Tags: Fiction, Fantasy, Young Adult, Fairy Tale, Romance

An Arrow to the Moon

Cover image for An Arrow to the Moon by Emily X.R. Pan

by Emily X.R. Pan

ISBN 9780316464055

“Her parents’ expectations had become a paperweight, and she was meant to hold still, nearly flattened.”

Emily X.R. Pan’s second novel is Romeo and Juliet meets the Chinese legend of the moon goddess Chang’e and the hunter Houyi. Pan blends the two tales together, along with nods to the 1996 Baz Luhrmann film. Luna Chang and Hunter Yee have grown up in Fairbridge, where their fathers are academic rivals at the local university. However, the enmity between the two families seems to run deeper than mere professional rivalry can explain. Both the Changs and the Yees come from Taiwan, but have differing stances on Taiwanese independence. An Arrow to the Moon is set in 1991, seventeen years after the Terracotta Warriors were unearthed in Shaanxi, an event with magical significance for Luna and Hunter, who were born on the day the tomb was opened. When Hunter and Luna accidentally meet at a party, the world shifts beneath their feet—literally. Things begin changing in Fairbridge, first manifesting as mysterious cracks in the ground. Hunter’s tense relationship with his parents grow more fraught, while Luna learns that her mother has committed an unforgivable betrayal. As their relationship grows, it threatens to unearth family secrets, call in old debts, and unleash a magic that was never of this world.

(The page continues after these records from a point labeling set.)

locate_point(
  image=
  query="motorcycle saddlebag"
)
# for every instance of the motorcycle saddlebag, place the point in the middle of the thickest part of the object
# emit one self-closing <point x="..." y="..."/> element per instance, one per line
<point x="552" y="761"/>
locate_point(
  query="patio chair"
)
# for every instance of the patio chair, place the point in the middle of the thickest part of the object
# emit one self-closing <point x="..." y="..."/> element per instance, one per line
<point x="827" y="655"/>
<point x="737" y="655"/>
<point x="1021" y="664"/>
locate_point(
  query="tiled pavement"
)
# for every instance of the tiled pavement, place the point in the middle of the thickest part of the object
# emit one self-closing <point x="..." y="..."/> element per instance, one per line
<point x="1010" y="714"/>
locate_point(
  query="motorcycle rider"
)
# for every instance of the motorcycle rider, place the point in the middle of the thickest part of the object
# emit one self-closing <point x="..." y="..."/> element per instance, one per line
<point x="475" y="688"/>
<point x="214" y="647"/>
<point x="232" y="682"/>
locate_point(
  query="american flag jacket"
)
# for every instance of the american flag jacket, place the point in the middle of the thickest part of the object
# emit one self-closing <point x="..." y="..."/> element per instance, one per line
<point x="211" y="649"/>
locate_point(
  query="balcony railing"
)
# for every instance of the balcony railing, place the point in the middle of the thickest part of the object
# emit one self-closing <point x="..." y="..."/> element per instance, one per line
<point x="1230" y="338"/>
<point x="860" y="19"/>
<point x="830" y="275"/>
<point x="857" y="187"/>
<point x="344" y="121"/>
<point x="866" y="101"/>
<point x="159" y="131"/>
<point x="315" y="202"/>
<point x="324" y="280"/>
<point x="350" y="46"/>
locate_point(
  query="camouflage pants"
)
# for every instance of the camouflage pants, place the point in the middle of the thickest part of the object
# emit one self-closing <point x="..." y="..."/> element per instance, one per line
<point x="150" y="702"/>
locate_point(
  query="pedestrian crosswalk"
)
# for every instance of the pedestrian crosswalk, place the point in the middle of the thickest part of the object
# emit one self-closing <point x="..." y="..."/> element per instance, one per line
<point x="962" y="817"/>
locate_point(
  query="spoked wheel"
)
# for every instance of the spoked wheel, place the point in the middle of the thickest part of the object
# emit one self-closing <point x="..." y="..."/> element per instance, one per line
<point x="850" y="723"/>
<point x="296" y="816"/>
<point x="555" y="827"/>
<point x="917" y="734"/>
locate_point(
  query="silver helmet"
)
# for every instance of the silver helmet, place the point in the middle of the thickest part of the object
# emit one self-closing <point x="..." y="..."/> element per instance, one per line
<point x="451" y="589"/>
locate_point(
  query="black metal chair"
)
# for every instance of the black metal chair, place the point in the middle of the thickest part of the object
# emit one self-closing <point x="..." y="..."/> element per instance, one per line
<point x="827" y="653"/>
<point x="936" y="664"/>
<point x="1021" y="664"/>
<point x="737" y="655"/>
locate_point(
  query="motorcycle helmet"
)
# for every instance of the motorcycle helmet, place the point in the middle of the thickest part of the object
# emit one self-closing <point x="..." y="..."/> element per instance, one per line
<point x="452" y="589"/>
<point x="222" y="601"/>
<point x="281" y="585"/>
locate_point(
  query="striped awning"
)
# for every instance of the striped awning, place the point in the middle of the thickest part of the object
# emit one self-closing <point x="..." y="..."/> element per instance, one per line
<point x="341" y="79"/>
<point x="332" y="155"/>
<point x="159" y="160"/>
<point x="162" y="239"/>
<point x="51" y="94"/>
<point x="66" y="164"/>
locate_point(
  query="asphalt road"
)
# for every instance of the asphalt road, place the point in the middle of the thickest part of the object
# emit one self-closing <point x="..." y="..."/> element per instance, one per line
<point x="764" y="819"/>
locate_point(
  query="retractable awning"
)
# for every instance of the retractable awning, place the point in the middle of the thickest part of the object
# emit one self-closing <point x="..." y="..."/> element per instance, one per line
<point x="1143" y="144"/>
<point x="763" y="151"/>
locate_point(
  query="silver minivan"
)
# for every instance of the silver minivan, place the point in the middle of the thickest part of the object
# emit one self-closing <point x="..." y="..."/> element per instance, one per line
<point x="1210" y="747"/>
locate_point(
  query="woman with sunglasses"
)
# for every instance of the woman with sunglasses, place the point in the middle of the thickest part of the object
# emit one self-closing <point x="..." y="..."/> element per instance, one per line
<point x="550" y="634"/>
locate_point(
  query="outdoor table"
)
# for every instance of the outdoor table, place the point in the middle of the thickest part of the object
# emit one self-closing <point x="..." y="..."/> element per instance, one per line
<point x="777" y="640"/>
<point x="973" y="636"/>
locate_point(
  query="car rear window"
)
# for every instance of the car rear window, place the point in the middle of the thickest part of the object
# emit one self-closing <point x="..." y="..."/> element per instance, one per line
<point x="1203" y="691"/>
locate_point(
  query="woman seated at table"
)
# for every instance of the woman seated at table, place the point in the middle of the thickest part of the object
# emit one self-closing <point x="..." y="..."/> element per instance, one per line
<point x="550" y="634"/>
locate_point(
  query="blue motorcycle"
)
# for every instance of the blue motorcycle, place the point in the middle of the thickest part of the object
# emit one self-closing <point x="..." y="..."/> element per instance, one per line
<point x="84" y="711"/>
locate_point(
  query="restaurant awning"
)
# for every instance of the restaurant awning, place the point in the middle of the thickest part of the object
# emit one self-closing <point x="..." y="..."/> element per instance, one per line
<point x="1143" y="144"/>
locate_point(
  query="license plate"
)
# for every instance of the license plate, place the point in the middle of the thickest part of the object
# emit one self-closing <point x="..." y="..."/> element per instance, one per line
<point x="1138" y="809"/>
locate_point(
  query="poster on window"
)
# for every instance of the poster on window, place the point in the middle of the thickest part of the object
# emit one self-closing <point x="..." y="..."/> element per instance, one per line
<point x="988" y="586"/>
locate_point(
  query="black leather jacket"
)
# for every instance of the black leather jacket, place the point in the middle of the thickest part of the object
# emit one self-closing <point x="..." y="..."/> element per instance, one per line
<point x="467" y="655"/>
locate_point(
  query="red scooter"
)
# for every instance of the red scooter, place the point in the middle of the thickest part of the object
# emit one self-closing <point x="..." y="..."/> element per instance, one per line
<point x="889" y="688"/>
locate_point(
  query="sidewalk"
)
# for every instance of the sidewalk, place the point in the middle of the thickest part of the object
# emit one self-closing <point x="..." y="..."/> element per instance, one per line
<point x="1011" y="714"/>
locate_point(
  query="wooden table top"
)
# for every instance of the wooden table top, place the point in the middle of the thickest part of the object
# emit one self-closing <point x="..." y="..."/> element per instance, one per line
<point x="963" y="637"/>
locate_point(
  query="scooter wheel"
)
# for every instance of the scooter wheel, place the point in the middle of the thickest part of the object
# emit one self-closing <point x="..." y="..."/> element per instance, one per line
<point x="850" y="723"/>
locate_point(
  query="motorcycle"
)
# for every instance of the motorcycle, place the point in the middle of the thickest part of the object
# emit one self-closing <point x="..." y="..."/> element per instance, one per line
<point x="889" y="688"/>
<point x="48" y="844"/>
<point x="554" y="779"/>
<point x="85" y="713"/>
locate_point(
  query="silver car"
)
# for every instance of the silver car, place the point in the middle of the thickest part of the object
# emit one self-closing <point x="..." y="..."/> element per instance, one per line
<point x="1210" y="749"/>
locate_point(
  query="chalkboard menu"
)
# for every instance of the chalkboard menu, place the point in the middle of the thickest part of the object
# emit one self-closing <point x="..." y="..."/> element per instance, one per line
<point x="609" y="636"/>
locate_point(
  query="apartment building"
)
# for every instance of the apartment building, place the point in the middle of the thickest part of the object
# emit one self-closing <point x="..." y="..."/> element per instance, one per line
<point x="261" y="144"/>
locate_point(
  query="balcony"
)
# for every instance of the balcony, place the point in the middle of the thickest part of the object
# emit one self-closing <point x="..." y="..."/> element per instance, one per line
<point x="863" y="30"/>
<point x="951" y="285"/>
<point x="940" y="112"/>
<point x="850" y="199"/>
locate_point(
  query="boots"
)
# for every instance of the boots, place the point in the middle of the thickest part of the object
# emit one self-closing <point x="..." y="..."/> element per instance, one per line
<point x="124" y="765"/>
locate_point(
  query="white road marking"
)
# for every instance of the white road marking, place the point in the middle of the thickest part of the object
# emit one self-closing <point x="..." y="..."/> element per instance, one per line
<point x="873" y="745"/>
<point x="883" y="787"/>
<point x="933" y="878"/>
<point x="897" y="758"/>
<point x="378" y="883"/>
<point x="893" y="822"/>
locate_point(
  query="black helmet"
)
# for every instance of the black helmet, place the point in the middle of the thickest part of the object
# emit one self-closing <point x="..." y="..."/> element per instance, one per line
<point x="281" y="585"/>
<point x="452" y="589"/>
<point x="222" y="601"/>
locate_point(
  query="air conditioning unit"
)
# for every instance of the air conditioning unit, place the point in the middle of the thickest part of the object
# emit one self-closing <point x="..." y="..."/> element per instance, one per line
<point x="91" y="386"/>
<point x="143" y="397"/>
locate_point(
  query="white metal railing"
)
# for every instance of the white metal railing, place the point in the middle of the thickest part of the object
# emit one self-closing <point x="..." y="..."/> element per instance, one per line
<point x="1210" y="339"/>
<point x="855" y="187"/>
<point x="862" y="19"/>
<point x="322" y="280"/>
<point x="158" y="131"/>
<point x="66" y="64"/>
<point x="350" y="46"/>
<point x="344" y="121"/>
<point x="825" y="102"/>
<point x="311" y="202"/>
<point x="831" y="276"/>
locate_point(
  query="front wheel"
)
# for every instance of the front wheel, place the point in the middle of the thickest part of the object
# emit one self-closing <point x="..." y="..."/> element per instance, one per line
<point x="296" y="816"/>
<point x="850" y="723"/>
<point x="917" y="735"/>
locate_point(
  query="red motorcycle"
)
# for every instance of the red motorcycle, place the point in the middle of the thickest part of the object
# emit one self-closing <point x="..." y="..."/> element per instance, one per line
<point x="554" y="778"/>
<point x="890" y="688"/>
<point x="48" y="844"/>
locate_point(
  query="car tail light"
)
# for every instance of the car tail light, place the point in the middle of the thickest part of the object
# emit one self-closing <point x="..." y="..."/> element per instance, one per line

Tags: Fiction, Fantasy, Young Adult, Fairy Tale

The Empress of Salt and Fortune

Cover image for The Empress of Salt and Fortune by Nghi Vo

by Nghi Vo

ISBN 9781250750303

“History will say that she was an ugly woman, but that is not true. She had a foreigner’s beauty, like a language we do not know how to read.”

This last title isn’t YA but I read it as the same time as the others and it fits thematically! The Empress of Salt and Fortune is the first in a series that will follow the cleric Chih, a disciple of the Singing Hills abbey. Chih is an archivist and keeper of stories, and they are trained to find and record the most interesting tales—perhaps especially those tales that some people would rather were never told. Following the death of the formidable Empress In-yo, Chih is drawn to Old Woman Rabbit, and soon finds that they are in the company of the Empress’s long-time handmaiden, companion, and confidante. The relationship between the foreign bride who seized a kingdom and the servant girl who chose to follow her into exile is one of choices, about what they are and are not willing to sacrifice for one another, and for ambition. In this short but perfectly honed novella, Chih quietly peels back the layers of Rabbit’s life, until they uncover a secret that could bring down a dynasty.